Probably the nicest addition Rayon bring is par_iter. The majority of things you can do with an iterator, you can auto-parallelize with par_iter. For example:

use rayon::prelude::*;

fn main() {
    let numbers: Vec<u64> = (0 .. 1_000_000).collect();
    let sum = numbers.par_iter().sum::<u64>();
    println!("{sum}");
}

Rayon creates a thread-pool (1 thread per CPU), with a job queue. The queue implements work-stealing (no idle threads), and supports "sub-tasks" - a task can wait for another task to complete.
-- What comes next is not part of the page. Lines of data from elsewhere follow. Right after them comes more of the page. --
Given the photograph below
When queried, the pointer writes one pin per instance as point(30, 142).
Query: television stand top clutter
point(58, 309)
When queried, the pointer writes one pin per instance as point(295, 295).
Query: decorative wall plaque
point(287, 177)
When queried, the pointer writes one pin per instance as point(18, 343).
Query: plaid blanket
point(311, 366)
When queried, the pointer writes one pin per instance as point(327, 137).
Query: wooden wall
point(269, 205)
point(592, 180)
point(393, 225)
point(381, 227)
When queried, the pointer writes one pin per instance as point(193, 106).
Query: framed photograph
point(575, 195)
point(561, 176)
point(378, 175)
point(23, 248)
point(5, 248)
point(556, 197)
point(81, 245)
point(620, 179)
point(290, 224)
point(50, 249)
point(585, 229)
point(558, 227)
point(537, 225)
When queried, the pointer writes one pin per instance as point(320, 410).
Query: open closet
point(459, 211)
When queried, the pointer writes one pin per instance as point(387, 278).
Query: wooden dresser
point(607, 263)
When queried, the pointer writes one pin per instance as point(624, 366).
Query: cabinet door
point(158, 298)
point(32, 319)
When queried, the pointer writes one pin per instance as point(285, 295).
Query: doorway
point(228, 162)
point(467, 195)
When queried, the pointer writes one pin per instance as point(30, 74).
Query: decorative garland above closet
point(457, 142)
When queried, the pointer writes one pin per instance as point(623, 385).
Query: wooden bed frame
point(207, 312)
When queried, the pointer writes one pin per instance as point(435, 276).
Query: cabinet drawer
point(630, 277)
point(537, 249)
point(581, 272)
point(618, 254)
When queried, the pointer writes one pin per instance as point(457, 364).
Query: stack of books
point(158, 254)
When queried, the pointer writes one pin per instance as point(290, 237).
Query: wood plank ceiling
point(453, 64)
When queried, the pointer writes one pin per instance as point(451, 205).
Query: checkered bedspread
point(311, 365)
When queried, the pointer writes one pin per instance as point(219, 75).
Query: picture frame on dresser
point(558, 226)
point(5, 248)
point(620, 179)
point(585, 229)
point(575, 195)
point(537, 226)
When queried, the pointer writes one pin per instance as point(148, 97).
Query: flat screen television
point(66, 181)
It really is as simple as using par_iter() (for an iterator of references), par_iter_mut() (for an iterator of mutable references), or into_par_iter() (for an iterator of values that moves the values).

Let's do another test, this time with nested tasks. We'll use a really inefficient function for finding prime numbers:

#![allow(unused)]
fn main() {
fn is_prime(n: u32) -> bool {
    (2 ..= n/2).into_par_iter().all(|i| n % i != 0 )
}
}

And we can parallelize a search of a million numbers as follows:

#![allow(unused)]
fn main() {
// Print primes below 1,000
let now = Instant::now();
let numbers: Vec<u64> = (2 .. 1_000_000).collect();
let elapsed = now.elapsed();
let mut primes: Vec<&u64> = numbers.par_iter().filter(|&n| is_prime(*n as u32)).collect();
primes.sort();
println!("{primes:?}");
println!("It took {} ms to find {} primes", elapsed.as_millis(), primes.len());
}

The result on my PC is: It took 4 ms to find 78498 primes. In other words, it took longer to sort and print the result than it did to calculate it.

Fortunately, Rayon can parallelize the sort, too:

#![allow(unused)]
fn main() {
primes.par_sort_unstable();
}

That knocked a few more milliseconds off the time.